The increase in compensation includes:

  • A lump sum payment of 2.5 per cent of 2011-2012 billings
  • An annual increase over the next three years ties to the Cost of Living Adjustment
  • A continuation of the one year $12 per patient increase until 2015-2016

The estimated cost of these increases will be $463 million over the next four years.

The announcement follows a new report stating that over the last five years, the number of doctors in Canada has increased at a rate three times faster than that of the population.

The Canadian Institute for Health Information says there were more than 72,500 physicians caring for patients in 2011, a rise of 14 per cent since 2007.

The Canadian population grew 4.7 per cent over the same time period.

Nova Scotia, Newfoundland and Labrador, and Quebec had the highest physician-to-population ratios, while Saskatchewan and Prince Edward Island had lowest.

In 2011, 51 per cent of Canada's doctors practised family medicine, while 49 per cent were medical and surgical specialists.

The report also found that more doctors are practising in rural Canada compared to five years earlier, including 15 per cent of the country's general practitioners.

"The encouraging news is that the gap between the number of urban and rural family physicians is decreasing," Geoff Ballinger, CIHI's manager of health human resources, said Thursday in a statement.

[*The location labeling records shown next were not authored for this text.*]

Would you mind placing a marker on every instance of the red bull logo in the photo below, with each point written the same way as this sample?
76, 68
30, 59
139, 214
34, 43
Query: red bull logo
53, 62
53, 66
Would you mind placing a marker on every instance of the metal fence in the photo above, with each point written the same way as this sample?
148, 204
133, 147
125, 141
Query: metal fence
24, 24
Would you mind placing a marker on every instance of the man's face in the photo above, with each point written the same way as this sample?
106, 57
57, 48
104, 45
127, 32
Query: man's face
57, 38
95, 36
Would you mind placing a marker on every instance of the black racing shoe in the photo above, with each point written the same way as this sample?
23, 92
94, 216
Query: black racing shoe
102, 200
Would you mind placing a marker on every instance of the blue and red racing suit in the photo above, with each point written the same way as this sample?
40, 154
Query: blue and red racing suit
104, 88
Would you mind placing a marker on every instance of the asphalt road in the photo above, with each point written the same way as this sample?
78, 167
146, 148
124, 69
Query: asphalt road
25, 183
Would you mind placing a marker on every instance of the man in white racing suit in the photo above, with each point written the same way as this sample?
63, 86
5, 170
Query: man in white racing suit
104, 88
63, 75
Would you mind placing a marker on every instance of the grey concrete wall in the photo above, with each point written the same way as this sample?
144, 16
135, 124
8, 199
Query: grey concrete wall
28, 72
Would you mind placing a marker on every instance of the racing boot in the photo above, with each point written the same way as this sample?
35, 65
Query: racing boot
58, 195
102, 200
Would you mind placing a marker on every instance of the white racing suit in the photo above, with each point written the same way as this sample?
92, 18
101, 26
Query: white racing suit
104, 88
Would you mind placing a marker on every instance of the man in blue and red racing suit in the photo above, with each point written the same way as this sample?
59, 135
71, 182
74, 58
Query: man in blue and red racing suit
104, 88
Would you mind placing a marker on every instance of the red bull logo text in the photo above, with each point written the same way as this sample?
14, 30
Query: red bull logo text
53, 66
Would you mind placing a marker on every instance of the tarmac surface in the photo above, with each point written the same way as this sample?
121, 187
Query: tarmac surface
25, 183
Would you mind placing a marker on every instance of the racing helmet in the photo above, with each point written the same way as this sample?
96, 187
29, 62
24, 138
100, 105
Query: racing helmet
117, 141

"Many regions have implemented programs to persuade new graduates to work in rural areas. These initiatives encourage doctors to practise in communities where physician access would otherwise be difficult."

Yet despite improvements, some rural communities continue to face doctor shortages.

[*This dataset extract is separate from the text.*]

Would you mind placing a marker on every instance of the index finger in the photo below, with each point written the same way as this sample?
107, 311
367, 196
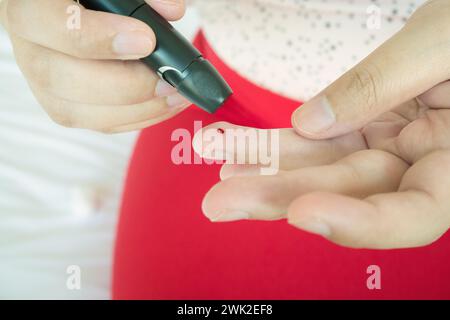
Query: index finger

For instance, 3,000 residents of Enderby, B.C., will soon have only one doctor. Five doctors were practising in the northern Okanagan community until June, when two retired and one moved to Vancouver -- and now a fourth is moving to Saskatchewan.

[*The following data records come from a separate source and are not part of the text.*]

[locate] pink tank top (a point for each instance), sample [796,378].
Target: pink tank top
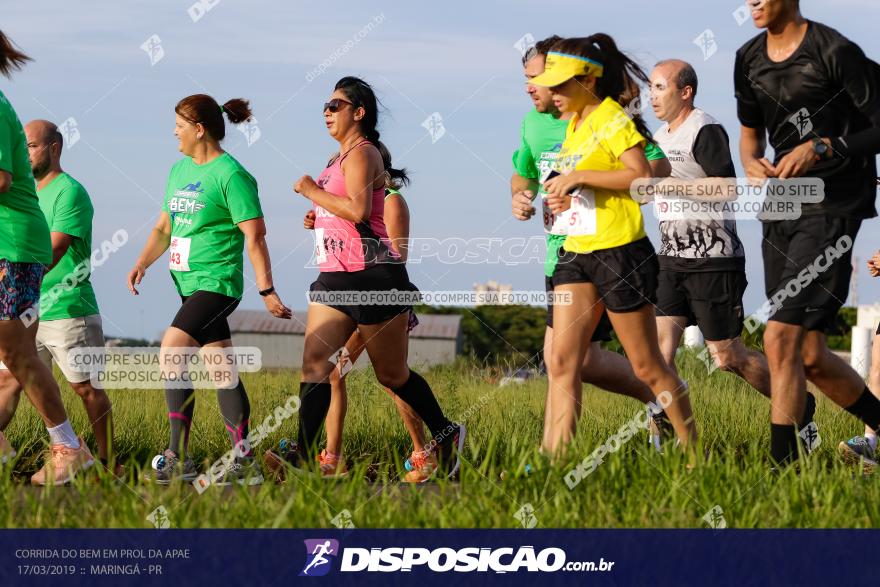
[343,245]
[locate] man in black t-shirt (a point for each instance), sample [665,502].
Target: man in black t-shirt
[817,96]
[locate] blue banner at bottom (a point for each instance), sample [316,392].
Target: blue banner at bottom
[383,557]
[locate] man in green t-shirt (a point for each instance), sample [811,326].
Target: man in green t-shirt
[68,311]
[542,134]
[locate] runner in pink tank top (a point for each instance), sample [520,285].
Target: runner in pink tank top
[340,244]
[359,267]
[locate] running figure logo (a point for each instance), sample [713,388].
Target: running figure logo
[801,119]
[317,553]
[706,42]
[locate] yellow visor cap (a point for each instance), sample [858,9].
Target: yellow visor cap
[561,67]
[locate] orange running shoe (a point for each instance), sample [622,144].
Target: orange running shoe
[63,463]
[7,453]
[424,467]
[332,466]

The doctor shortage has forced closures or reduced hours at hospital emergency departments in several rural B.C. communities.

The CIHI report also found a growing proportion of doctors are female. Last year, about 36 per cent of Canada's doctors were women -- a jump of 23 per cent from 2007. Over the same period, the number of male physicians rose by just nine per cent.

At a provincial level, Quebec and New Brunswick had the highest percentages of female physicians last year, at 42 per cent and 36 per cent respectively. Prince Edward Island, at 28 per cent, and Saskatchewan and Manitoba, both at 32 per cent, had the lowest proportions of female doctors.

"Today, we have more physicians than ever before," Jean-Marie Berthelot, vice-president of programs at CIHI, said Thursday in a statement. "However, while numbers are increasing, they don't tell the whole story.

"Better understanding of the organization of care, patient needs and physician workload will help determine whether or not increased physician numbers are translating into improved access to health care for all Canadians," he said.